Um 8 Uhr sollen wir uns am Platz einfinden, an einem Samstag. Aber wie ich, so sind die Freunde, die diesen Kurs mit mir belegen, ebenfalls Journalisten. Menschen, die für Tageszeitungen schreiben, Menschen, die es einfach nicht gewöhnt sind, zu nachtschlafender Zeit aufzustehen. Alle haben sich heute aus dem Bett gequält, niemand ist bislang richtig wach, die Stimmung hält sich in Grenzen. Wortkarg warten wir auf Nick, den Pro, unseren Kursleiter.
Nick ist – willkommen im Klischee – Brite und soll uns bei den ersten richtigen Schritten zum guten Golfspiel begleiten. Wie britisch Nick ist, das lernen wir sofort, als er an diesem Morgen erstmals zu uns stößt. Er kommt nämlich in Begleitung einer Tasse, darin dampfender heißer und tiefschwarzer Tee. „Ohne den geht es nicht, schon gar nicht um diese Uhrzeit“, grinst er uns nach einem fröhlichen „Guten Morgen“ an und nimmt einen Schluck.

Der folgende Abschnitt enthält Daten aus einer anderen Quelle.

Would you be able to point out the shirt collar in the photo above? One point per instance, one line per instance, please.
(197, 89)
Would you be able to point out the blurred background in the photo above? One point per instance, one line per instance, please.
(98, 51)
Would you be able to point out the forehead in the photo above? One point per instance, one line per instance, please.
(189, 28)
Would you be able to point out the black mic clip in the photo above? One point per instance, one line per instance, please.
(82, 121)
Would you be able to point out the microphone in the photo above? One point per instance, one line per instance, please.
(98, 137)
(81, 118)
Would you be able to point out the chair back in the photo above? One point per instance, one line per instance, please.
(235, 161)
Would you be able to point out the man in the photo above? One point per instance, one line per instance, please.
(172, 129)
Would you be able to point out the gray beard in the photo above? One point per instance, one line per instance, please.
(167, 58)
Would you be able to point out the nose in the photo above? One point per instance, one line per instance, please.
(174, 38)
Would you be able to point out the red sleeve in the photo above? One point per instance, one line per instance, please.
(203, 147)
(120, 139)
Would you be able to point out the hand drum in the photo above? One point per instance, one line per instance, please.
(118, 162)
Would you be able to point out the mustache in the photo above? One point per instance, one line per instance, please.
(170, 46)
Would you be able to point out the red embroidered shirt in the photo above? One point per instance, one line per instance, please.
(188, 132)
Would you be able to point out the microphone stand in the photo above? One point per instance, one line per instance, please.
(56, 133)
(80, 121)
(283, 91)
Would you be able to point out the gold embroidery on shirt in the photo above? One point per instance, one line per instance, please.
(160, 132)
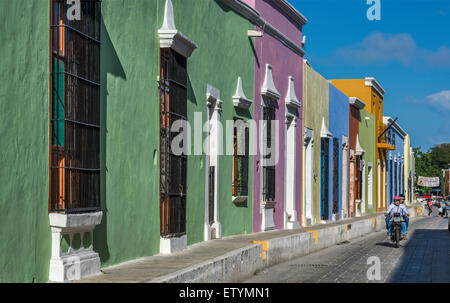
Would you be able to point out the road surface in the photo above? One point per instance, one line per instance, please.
(424, 257)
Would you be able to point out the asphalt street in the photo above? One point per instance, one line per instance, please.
(423, 257)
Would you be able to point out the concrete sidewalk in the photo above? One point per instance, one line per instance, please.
(235, 258)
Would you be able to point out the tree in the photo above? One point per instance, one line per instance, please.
(431, 163)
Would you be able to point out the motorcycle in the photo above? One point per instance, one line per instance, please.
(396, 220)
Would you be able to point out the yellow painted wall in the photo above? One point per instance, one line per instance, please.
(374, 105)
(407, 167)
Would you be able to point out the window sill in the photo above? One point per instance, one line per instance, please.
(269, 204)
(239, 200)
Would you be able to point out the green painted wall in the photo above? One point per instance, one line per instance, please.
(224, 53)
(129, 142)
(130, 115)
(24, 133)
(315, 107)
(367, 141)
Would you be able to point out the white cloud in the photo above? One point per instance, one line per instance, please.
(440, 58)
(440, 100)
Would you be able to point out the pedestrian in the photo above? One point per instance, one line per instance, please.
(443, 209)
(430, 207)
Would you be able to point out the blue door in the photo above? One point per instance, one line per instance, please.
(324, 180)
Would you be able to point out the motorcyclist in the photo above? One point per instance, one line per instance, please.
(406, 218)
(396, 207)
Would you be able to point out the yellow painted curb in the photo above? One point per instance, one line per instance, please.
(315, 235)
(264, 246)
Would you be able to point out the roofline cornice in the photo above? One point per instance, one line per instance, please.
(370, 81)
(253, 16)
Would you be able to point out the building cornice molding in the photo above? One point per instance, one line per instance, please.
(268, 88)
(370, 81)
(293, 13)
(291, 98)
(253, 16)
(170, 37)
(356, 102)
(387, 120)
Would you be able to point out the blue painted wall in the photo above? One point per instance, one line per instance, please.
(339, 127)
(397, 140)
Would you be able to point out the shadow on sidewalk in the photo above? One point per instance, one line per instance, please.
(426, 258)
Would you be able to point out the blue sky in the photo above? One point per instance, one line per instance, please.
(407, 51)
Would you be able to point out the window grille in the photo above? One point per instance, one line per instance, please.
(324, 178)
(335, 176)
(75, 108)
(173, 167)
(240, 160)
(268, 170)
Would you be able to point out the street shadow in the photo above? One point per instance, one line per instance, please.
(425, 259)
(387, 244)
(109, 64)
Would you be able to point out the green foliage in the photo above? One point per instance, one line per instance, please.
(431, 163)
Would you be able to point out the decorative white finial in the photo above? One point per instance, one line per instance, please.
(170, 37)
(359, 150)
(268, 89)
(291, 98)
(169, 20)
(239, 98)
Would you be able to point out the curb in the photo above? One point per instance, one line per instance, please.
(243, 263)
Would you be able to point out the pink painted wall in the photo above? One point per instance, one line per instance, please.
(284, 63)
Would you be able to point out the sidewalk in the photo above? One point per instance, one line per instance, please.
(235, 258)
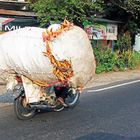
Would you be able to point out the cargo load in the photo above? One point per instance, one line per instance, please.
(60, 53)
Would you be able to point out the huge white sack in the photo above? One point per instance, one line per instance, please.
(22, 50)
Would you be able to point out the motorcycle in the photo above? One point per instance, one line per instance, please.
(24, 110)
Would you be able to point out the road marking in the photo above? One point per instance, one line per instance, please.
(110, 87)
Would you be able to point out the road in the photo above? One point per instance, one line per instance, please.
(108, 114)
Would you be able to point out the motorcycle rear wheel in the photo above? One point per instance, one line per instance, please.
(72, 98)
(23, 112)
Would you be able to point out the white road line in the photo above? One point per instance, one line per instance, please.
(110, 87)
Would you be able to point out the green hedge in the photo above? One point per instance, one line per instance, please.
(106, 60)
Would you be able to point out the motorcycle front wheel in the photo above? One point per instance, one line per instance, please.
(22, 111)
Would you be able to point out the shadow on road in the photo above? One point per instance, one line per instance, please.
(105, 136)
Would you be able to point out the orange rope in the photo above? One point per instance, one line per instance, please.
(61, 69)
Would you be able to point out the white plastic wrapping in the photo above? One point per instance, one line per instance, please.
(21, 51)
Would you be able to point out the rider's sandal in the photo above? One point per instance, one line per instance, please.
(61, 100)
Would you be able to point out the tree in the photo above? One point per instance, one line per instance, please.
(74, 10)
(127, 11)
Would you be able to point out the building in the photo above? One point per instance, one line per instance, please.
(102, 32)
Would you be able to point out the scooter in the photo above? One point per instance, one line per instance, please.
(24, 110)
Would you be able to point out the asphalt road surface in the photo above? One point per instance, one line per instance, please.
(108, 114)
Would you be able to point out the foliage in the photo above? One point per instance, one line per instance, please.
(74, 10)
(106, 60)
(127, 11)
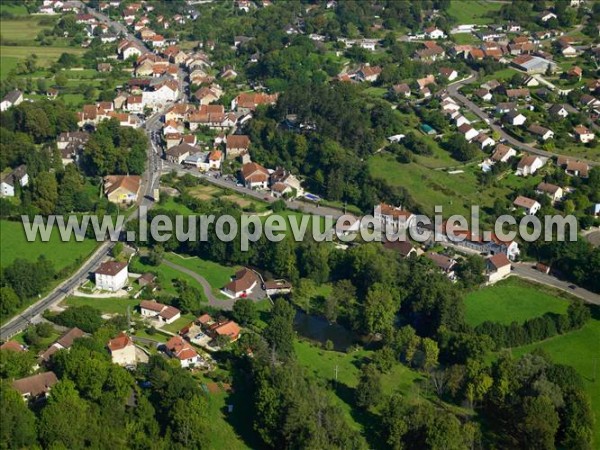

Der erste Tag ist anschließend geprägt von Regularien, Grundlagen und so manchem Witz, mit dem Nick mit typisch dunklem englischen Humor die Stunden aufzulockern sucht. Und auch hierbei ist er Profi, er hat schnell Erfolg, die Gruppe taut und wacht auf.
Zunächst werden die Bags inspiziert: Manche haben bereits eine komplette Ausrüstung, andere sind mit Halbsätzen oder auch nur einzelnen Schlägern unterwegs. Nick ist zufrieden: „Damit kann man zumindest anfangen“, so sein Kommentar. „Dann schlagt mal ein paar Bälle“, wünscht er sich.
Wir stehen auf der Driving Range und sind mit „Freikarten“ für den Ballautomaten ausgestattet, dass bedeutet: wir können üben, üben, üben, ohne dass wir den Automaten immer wieder mit teuren Token füttern müssen.
Also schlagen wir und Nick beobachtet. Nach ein paar Minuten ruft er alle zusammen und gibt erste Resummees, die von „sieht schon gut aus“ bis zu „da müssen wir von Grund auf neu anfangen“ reichen.
Nick zeigt uns den richtigen Griff, erst schließt sich die eine Hand dann die andere darüber um den Schläger. Sicher muss der Schläger in den Händen liegen, aber nicht fest gegriffen wie ein Hammerstiel, eher sanft „wie ein kleines Vögelchen“. Auch die Ausrichtung des Schlägerkopfes gilt es zu beachten.
Für die meisten unter uns ist es der Zeitpunkt, frühere Gewohnheiten aus der Golfzeit vor dem Kursus zu vergessen, wie zum Beispiel falsche Griffhaltungen, die nie zum gewünschten Ergebnis führen, wie wir schnell lernen. Und siehe da: obwohl die Haltung zunächst ungewohnt erscheint, fliegen die Bälle nach der Griffkorrektur unter den Augen des Profis schon etwas besser, etwas weiter und tendenziell auch mehr geradeaus.
„Üben“ lautet nun die Devise, vor allem abseits der samstäglichen Treffen in der Gruppe und mit Nick. Also wird ab sofort jede freie Minuten auf der Range verbracht, und zwar zunächst nur auf der Range, denn noch würden wir die Bahnen des Platzes wohl zerhacken.
Und schon lernen wir die Regel kennen, die uns fortan noch für lange Zeit begleiten wird: Nach einem guten Schlag – also aktuell einem Glücksschlag – kommen viele schlechte. Genauer: fliegt ein Ball mal weit und gerade, dann kann man sicher sein, dass die folgenden in den Karpaten landen, weit rechts oder links von der erwünschten Linie. Und viel zu oft auch nur in unwesentlicher Entfernung vom Abschlagsplatz.
Doch bevor man nach einer unangenehm großen Zahl an missglückten Schlägern ernsthaft überlegt, ob man das teuer erstandene Equipment nicht doch besser mangels Golftalents wieder verkaufen soll, dann kommt wieder so ein Glücksschlag, der den Ball gerade, hoch und einigermaßen weit fliegen lässt.
„Geht doch“, denkt man sich, bevor die Tortur wieder von vorne beginnt. Es ist doch ein ewiges Auf-und-ab. Aber aufzugeben ist keine Alternative. Schließlich soll der Platzreifekurs nicht umsonst gewesen sein.
Eines wird uns allerdings schnell klar: da steckt noch viel Arbeit drin, bevor die erste Golfrunde einigermaßen erhobenen Kopfes absolviert werden kann. Auf geht’s.